Any laboratory that CMS determines intentionally referred a proficiency
testing sample to another laboratory for analysis may have its
certification revoked for at least 1 year. If CMS determines that a
proficiency testing sample was referred to another laboratory for
analysis, but the requested testing was limited to reflex,
distributive, or confirmatory testing that, if the sample were a
patient specimen, would have been in full conformance with written,
legally accurate and adequate standard operating procedures for the
laboratory's testing of patient specimens, and if the proficiency
testing referral is not a repeat proficiency testing referral, CMS will
consider the referral to be improper and subject to alternative
sanctions in accordance with Sec. 493.1804(c), but not intentional.
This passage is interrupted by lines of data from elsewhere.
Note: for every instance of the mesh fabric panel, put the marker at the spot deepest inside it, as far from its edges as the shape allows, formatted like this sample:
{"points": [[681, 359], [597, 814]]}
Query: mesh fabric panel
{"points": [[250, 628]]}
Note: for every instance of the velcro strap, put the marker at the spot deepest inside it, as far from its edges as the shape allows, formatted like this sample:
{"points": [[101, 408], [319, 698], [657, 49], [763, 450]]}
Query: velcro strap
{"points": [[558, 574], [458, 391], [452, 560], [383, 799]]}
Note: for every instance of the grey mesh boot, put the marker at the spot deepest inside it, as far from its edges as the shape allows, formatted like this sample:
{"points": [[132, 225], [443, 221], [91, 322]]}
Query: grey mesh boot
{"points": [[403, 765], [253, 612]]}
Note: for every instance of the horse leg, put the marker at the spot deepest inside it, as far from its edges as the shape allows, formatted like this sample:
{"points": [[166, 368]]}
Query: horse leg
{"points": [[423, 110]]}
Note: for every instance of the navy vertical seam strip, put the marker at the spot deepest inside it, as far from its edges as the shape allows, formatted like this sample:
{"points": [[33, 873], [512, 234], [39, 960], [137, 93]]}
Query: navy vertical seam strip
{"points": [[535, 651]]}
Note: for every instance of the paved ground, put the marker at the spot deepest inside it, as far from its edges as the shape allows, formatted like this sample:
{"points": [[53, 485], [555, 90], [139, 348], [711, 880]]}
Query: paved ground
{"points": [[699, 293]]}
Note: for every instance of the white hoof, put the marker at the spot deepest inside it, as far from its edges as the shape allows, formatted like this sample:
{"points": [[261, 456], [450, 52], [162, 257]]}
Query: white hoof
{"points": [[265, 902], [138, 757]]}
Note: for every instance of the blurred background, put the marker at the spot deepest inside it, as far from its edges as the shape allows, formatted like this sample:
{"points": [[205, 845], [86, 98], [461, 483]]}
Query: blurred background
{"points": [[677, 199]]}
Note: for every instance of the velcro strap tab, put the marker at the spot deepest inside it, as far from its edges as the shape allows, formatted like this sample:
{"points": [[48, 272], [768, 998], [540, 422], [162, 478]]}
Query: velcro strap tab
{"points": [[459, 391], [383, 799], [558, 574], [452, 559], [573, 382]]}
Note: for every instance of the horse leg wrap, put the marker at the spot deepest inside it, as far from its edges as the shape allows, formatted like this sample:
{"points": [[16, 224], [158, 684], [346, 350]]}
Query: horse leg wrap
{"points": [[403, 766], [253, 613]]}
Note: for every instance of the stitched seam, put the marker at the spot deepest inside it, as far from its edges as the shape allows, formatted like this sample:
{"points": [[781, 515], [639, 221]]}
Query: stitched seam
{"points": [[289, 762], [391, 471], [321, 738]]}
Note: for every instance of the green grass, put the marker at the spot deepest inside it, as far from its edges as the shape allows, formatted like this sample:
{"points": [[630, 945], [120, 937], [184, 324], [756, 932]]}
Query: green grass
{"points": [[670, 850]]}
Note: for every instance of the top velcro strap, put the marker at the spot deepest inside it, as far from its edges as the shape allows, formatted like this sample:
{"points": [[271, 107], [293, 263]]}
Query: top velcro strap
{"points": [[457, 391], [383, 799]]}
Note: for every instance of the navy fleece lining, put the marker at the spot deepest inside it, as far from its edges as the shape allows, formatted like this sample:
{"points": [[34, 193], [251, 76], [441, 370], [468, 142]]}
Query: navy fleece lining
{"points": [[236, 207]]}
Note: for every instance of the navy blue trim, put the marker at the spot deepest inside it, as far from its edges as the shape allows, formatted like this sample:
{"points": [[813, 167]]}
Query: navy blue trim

Any laboratory that receives a proficiency testing sample from another
laboratory for testing must notify CMS of the receipt of that sample
regardless of whether the referral was made for reflex or confirmatory
testing, or any other reason.
* * * * *
Dated: October 24, 2013.
Marilyn Tavenner,
Administrator, Centers for Medicare & Medicaid Services.
Approved: March 18, 2014.
Kathleen Sebelius,
Secretary, Department of Health and Human Services.